Amitriptyline at Low-Dose and Titrated for Irritable Bowel Syndrome as Second-Line Treatment in primary care (ATLANTIS): A randomized, double-blind, placebo-controlled, phase 3 trial

Background: Most patients with irritable bowel syndrome (IBS) are managed in primary care. When first-line therapies for IBS are ineffective, the UK National Institute for Health and Care Excellence guideline suggests considering low-dose tricyclic antidepressants as second-line treatment, but their effectiveness in primary care is unknown, and they are infrequently prescribed in this setting.

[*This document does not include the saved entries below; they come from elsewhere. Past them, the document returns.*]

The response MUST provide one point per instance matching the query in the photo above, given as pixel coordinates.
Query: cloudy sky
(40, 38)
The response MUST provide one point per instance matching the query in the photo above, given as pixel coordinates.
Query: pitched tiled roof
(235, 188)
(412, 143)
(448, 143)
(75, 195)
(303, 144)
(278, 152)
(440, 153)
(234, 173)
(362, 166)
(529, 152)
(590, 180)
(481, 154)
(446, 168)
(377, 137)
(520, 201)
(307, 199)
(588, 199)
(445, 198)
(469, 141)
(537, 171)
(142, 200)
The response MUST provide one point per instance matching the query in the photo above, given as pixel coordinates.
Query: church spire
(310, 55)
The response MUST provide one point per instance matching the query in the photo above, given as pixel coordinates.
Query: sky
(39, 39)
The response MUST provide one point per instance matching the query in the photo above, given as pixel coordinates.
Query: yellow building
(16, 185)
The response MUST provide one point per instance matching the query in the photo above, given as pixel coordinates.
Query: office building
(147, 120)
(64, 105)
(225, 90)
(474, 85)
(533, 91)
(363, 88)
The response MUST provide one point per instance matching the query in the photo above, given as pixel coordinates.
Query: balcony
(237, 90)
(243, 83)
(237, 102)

Methods: This randomized, double-blind, placebo-controlled trial (Amitriptyline at Low-Dose and Titrated for Irritable Bowel Syndrome as Second-Line Treatment [ATLANTIS]) was conducted at 55 general practices in England. Eligible participants were aged 18 years or older, with Rome IV IBS of any subtype, and ongoing symptoms (IBS Severity Scoring System [IBS-SSS] score ≥ 75 points) despite dietary changes and first-line therapies, a normal full blood count and C-reactive protein, negative celiac serology, and no evidence of suicidal ideation. Participants were randomly assigned (1:1) to low-dose oral amitriptyline (10 mg once daily) or placebo for 6 months, with dose titration over 3 weeks (up to 30 mg once daily), according to symptoms and tolerability. Participants, their general practitioners, investigators, and the analysis team were all masked to allocation throughout the trial. The primary outcome was the IBS-SSS score at 6 months. Effectiveness analyses were according to intention-to-treat; safety analyses were on all participants who took at least 1 dose of the trial medication.

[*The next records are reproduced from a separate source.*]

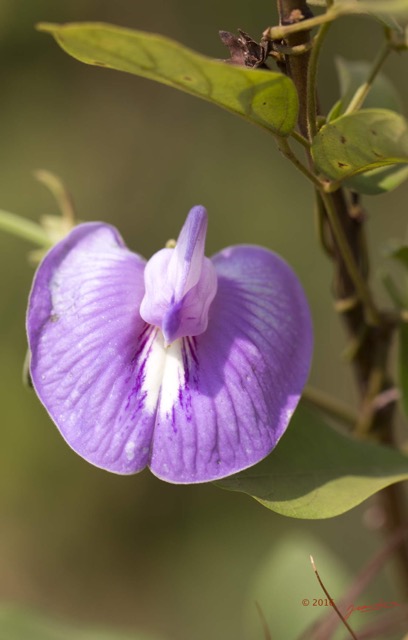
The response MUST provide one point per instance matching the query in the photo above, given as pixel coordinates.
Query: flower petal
(181, 283)
(228, 394)
(89, 347)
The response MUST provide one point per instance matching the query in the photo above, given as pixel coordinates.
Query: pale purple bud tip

Findings: Between October 18, 2019, and April 11, 2022, 463 participants (mean age, 48.5 years [standard deviation 16.1], 315 female [68%] to 148 male [32%]) were randomly allocated to receive low-dose amitriptyline (n = 232) or placebo (n = 231). Intention-to-treat analysis of the primary outcome showed a significant difference in favor of low-dose amitriptyline in IBS-SSS score between groups at 6 months (-27.0, 95% confidence interval [CI]: -46.9 to -7.10; p = 0.0079). 46 participants (20%) discontinued low-dose amitriptyline (30 [13%] due to adverse events), and 59 (26%) discontinued placebo (20 [9%] due to adverse events) before 6 months. There were 5 serious adverse reactions (2 in the amitriptyline group and 3 in the placebo group), and 5 serious adverse events unrelated to trial medication.

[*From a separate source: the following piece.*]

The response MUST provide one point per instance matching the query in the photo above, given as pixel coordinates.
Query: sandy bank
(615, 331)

Interpretation: To the authors’ knowledge, this is the largest trial of a tricyclic antidepressant in irritable bowel syndrome (IBS) ever conducted. Titrated low-dose amitriptyline was superior to placebo as a second-line treatment for IBS in primary care across multiple outcomes, and was safe and well tolerated. General practitioners should offer low-dose amitriptyline to patients with IBS whose symptoms do not improve with first-line therapies, with appropriate support to guide patient-led dose titration, such as the self-titration document developed for this trial.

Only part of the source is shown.